On one or two of the early numbers he seemed to struggle a little on the odd note, given the fact that he’s been on the road pretty much non-stop this year it’s no surprise but it’s something he needs to watch. As his voice warmed up those odd moments passed although to be honest often the best soul shows have those little imperfections… that catch in the voice that indicates real emotion as opposed to mere performance.


He played pretty much everything off the debut album, from the Northern Soul-tastic floor fillers like Cheating through to the more lighters-aloft (if they were still allowed that is) stuff like All I Need Is You, dedicated this evening to us, his audience. Bless (as an aside he seems like a pretty humble bloke, genuinely amazed by what’s happened to him over the last year or two). As glitter balls beamed a thousand shards of light across the stage during an emotional Losing Sleep and Newman did his best Rick Astley shuffle I spotted several ladies of a certain vintage looking distinctly moist eyed (actually there were a unusually large number of ladies of a certain age here tonight… must be the mothering instinct).

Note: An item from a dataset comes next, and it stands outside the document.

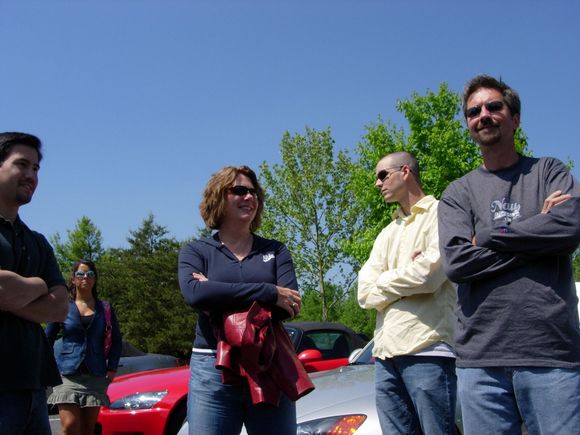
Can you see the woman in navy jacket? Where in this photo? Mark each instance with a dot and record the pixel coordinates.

In amongst all the soul stuff there’s a much heavier number, Day One (“For anyone who pisses you off” he explained), a recent addition to the set by all accounts that hints at a rockier side to Mr Newman. Who knows? Maybe he’ll decide to go a bit Zeppelin one day?


Ending the main set with the Randy Crawford meets Terrence Trent D’arby (remember him?) meets Ashford and Simpson of Gold Dust the crowd stamp so wildly for an encore that Newman’s quiff looks distinctly floppy when he returns. Rudimental fans are given a treat with a run through the drum and bass and soul mash up of Not Giving In (a surprisingly effective mix) and then, well, it just had to be… Love Me Again. Let face facts, this is a TUNE. It’s one of those tracks that brilliantly picks over the carcasses of past classics and comes up with something that’s arguably even better (a little like that post Christmas turkey curry). I defy even Stephen Hawking to resist throwing down some talc and spinning around to this one. As the crowd drown out both the band and Newman during the chorus they take over for a good minute or so, belting out Love Me Again… and again… and again. After an audience pleasing show like this it’s not hard to understand why.